Gianmarco voleva fare l’ingegnere, studiava a Pisa e si sarebbe laureato a breve, come il padre e come il fratello prima di lui, andare in Australia dopo la laurea, ma un destino crudele ha spento tutti i suoi sogni. “Per un genitore è innaturale assistere alla morte di un figlio – dice mamma Mina eppure dentro di me avevo un presentimento che non capivo bene. Tre ore prima dell’incidente che ce l’ha portato via l’ho abbracciato forte e gli ho detto ‘Papì torna presto’, lui ha sorriso e ha detto a suo padre che era sempre più difficile liberarsi di me. Non voglio descrivere mio figlio come fosse un santo, ma era un ragazzo che viveva per gli altri, si preoccupava di tutti. Era un vulcano di idee e lo anche ora che sta lassù”.

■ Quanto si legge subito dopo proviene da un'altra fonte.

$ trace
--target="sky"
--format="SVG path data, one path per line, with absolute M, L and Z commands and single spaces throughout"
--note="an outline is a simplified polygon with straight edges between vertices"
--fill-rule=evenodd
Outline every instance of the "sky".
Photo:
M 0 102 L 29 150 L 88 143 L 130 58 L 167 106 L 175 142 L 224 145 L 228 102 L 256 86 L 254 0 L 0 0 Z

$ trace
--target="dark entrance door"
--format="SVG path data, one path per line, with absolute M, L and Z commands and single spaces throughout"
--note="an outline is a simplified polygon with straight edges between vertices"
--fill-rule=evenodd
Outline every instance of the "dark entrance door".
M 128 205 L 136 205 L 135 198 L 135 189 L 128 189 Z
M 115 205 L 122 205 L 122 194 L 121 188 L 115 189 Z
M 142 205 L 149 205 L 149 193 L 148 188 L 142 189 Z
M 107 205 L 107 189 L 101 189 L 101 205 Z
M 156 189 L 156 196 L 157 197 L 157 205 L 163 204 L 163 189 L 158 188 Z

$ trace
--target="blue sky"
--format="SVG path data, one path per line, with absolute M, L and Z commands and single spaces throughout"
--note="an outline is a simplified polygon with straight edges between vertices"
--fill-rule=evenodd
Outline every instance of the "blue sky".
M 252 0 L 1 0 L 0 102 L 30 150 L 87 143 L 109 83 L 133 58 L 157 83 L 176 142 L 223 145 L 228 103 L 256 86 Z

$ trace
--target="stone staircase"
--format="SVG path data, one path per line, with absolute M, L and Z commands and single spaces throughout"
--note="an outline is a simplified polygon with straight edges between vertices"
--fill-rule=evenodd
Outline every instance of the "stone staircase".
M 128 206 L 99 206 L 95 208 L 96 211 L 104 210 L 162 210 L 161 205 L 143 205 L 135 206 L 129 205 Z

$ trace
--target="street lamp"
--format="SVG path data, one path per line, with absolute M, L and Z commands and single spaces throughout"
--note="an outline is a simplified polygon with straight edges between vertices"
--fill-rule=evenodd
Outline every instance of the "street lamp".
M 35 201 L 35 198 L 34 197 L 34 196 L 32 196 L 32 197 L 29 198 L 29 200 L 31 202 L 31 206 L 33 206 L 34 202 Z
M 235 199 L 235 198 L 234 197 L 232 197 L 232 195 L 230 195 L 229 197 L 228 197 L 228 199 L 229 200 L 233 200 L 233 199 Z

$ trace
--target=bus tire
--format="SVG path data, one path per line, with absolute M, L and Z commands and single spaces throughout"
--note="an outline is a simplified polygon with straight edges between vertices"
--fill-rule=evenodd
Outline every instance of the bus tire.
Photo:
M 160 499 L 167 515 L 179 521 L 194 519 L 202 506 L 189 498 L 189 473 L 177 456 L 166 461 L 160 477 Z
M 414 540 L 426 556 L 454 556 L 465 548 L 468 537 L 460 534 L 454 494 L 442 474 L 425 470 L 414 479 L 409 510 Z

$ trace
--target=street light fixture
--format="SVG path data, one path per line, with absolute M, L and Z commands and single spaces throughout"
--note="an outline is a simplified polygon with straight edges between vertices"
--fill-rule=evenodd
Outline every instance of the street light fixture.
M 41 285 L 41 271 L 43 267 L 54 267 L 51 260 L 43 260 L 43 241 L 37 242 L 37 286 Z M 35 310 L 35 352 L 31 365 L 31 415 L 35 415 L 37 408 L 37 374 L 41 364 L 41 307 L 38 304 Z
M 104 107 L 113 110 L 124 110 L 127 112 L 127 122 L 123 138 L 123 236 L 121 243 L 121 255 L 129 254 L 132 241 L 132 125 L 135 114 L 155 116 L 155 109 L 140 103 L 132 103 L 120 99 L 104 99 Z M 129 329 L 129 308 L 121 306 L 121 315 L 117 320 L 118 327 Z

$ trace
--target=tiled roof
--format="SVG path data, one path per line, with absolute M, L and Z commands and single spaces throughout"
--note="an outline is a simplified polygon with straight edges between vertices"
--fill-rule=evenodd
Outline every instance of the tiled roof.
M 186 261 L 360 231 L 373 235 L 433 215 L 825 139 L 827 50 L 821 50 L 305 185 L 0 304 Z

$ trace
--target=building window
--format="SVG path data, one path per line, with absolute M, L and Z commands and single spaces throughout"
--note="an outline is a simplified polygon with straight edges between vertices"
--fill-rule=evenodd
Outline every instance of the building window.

Ora la famiglia Chilla vuole onorare la memoria del figlio scomparsa con una fondazione per aiutare i giovani e aiutando don Gianni Mattia a realizzare la casa di accoglienza per le famiglie, all’interno del Fazzi, che si trovano a dover affrontare l’attesa straziante dietro la porta del reparto di Rianimazione. “Me lo dice Gianmarco di continuare ad aiutare gli altri – sottolinea Mina Marrocco – abbiamo sempre aiutato i giovani, mio marito è stato per molti anni presidente dell’associazione Frates. La donazione degli organi non è una decisione che arriva improvvisa, c’è un percorso dietro e io parlo dell’esperienza vissuta con Gianmarco per sensibilizzare chi si trova in analoghe situazioni. Lo abbiamo fatto per amore di nostro figlio e per la fede cristiana”.